Tom Brady has a critical eye for football that has served him well for more than two decades as a player.
How will that translate to his broadcasting career after he retires?
Brady discussed his future media career on the latest edition of the “Let’s Go! Podcast” with Jim Gray.
Charles Barkley, who became an analyst for TNT after a Hall of Fame NBA career, appeared as a guest. He and Brady discussed what it’s like making the transition from star athlete to broadcasting.
Brady said he finds the opportunity to be more critical of other players in public to be interesting.
“Obviously as a player I have to pick my spots in the locker room,” Brady said. “Because there’s frustrations you have as a player. I never really do it through the media, I just go to the players or the coach or the person who could actually solve the problem.”
Brady said earlier this season that he’s been watching a lot of bad football. He said nine times out of 10 he’s thinking about how bad a play was instead of marveling how amazing it is.
He said after playing with great players like Rob Gronkowski, Julian Edelman, and Randy Moss he has a standard for perfection which impacts the way he views the game.

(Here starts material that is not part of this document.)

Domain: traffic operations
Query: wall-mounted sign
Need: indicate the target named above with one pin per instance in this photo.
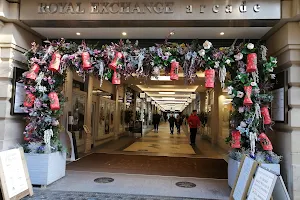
(149, 10)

“I feel like there’s probably more Johnny Miller in me,” Brady said. “When I used to watch him on golf telecasts he was just scathing sometimes. ‘That guy choked under pressure’ or whatever. That’s actually how I ended up seeing the game a lot now. Not that I want to be negative, but I do want to point [things] out.”
Brady said that his perspective is also informed by a lesson Bill Belichick taught him long ago.
“It’s hard to win a game in the NFL,” Brady said. “There are more games lost in the NFL than there are won. If you don’t screw it up you’ve got a great chance to win because most people just mess it up. If you just do the basics of the what the sport is: blocking, tackling, rushing the quarterback, blocking for the quarterback, catching the ball, throwing, kicking the ball properly, you can do really well in the sport I think proven by that Patriots system all those years.”
Brady pointed to Malcolm Butler’s game-sealing interception in Super Bowl XLIX as why he thinks calling it how he sees it is important.
Rather than recognizing the skill that it took for Butler to make the play, many fans talked about the Seahawks’ decision not to hand the ball off to Marshawn Lynch instead according to Brady.
Brady said the TV broadcasters had a powerful influence over the discussion.
“Not many people know exactly what is going on. We can have a great say in how influential the fans ultimately see something. I just wanted him to get the credit for the dynamic play he ended up making.”